After six of seven scheduled witnesses testified at his trial, Leonardo Darnell Zanders, age 49, of Dolton, Ill., pled guilty Monday in federal court in Virginia to conspiring to commit bank fraud as one of the leaders in a nationwide identity theft ring that has resulted in a total loss of more than $2.1 million involving at least 10 financial institutions.
Zanders faces a maximum penalty of 30 years in prison when he is sentenced on Dec. 18, 2009. Eleven other co-conspirators have been charged to date in this scheme, and seven others have pled guilty to date.
According to testimony at trial and court documents, Zanders recruited and directed conspirators in a nationwide fraud scheme to steal money from individuals and financial institutions from January 2007 through May 2009. Zanders worked with Clyde Austin Gray Jr., age 52, of Waldorf, Md., to pay other co-conspirators to pickpocket, steal and compromise the personal identification and bank account information of victims, and then used the information to make counterfeit driver’s licenses and military identification cards. Zanders distributed the fake IDs, along with counterfeit checks drawn on the victims’ bank accounts and other bank account information, to other co-conspirators. A co-defendant, Darrell Earl Price, testified that Zanders gave him checks in the name of Ben and Anna Bernanke, and Price used those checks in the bank-fraud scheme.

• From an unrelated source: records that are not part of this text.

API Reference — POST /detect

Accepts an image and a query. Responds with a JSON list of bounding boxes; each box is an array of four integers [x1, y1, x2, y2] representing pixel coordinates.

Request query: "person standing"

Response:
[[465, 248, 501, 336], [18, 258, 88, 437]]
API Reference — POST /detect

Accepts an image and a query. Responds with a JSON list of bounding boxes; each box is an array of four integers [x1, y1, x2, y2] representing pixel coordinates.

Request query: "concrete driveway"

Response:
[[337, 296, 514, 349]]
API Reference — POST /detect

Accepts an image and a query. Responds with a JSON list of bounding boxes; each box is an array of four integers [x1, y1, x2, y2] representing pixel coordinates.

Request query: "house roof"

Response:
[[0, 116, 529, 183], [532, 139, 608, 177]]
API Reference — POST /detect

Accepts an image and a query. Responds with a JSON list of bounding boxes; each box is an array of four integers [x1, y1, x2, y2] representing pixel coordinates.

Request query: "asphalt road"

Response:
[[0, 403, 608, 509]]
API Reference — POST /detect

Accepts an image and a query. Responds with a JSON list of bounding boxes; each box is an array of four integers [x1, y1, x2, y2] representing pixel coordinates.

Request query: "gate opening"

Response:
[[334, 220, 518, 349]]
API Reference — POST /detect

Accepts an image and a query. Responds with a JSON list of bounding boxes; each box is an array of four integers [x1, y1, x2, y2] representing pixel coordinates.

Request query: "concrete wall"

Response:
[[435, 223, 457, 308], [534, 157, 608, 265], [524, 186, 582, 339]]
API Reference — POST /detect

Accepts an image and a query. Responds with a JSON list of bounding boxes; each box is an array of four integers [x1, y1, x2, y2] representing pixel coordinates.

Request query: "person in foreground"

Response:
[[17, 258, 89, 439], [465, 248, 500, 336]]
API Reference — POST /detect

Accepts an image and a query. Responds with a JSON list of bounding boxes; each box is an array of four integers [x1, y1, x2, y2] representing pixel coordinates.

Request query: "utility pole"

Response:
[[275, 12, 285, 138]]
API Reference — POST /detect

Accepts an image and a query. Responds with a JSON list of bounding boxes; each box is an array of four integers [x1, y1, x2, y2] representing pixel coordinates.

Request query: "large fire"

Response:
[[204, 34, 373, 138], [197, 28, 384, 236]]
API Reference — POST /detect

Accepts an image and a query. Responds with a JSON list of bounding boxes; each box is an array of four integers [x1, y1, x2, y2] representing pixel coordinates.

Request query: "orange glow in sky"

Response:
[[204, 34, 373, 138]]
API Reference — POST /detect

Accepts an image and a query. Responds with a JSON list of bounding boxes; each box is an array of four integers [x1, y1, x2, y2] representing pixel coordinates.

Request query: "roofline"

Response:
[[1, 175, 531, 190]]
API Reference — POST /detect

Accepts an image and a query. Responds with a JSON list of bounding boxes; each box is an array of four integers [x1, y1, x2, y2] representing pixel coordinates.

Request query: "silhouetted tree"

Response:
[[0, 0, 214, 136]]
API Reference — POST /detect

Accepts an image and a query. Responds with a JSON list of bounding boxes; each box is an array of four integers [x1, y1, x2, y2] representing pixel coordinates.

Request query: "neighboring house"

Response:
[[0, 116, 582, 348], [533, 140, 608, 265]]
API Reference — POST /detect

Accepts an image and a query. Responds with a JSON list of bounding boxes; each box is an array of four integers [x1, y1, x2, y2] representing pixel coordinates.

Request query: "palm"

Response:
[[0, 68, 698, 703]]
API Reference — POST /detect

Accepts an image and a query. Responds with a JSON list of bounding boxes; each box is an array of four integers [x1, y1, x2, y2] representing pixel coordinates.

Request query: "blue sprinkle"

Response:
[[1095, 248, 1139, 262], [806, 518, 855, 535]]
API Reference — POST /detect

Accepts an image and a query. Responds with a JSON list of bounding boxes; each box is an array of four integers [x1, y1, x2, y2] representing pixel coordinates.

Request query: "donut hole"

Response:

Court records state that Zanders directed others in the scheme to use the IDs and stolen bank information to impersonate victims and make split deposit transactions – depositing a check drawn on the bank account of another victim, and then siphoning the money out of the falsely inflated account. His co-conspirators returned a percentage of the stolen money to Zanders, who in turn distributed some of the proceeds to other co-conspirators. According to court documents associated with this conspiracy, the total fraud loss, including intended loss, attributed to the conspiracy is more than $2.1 million.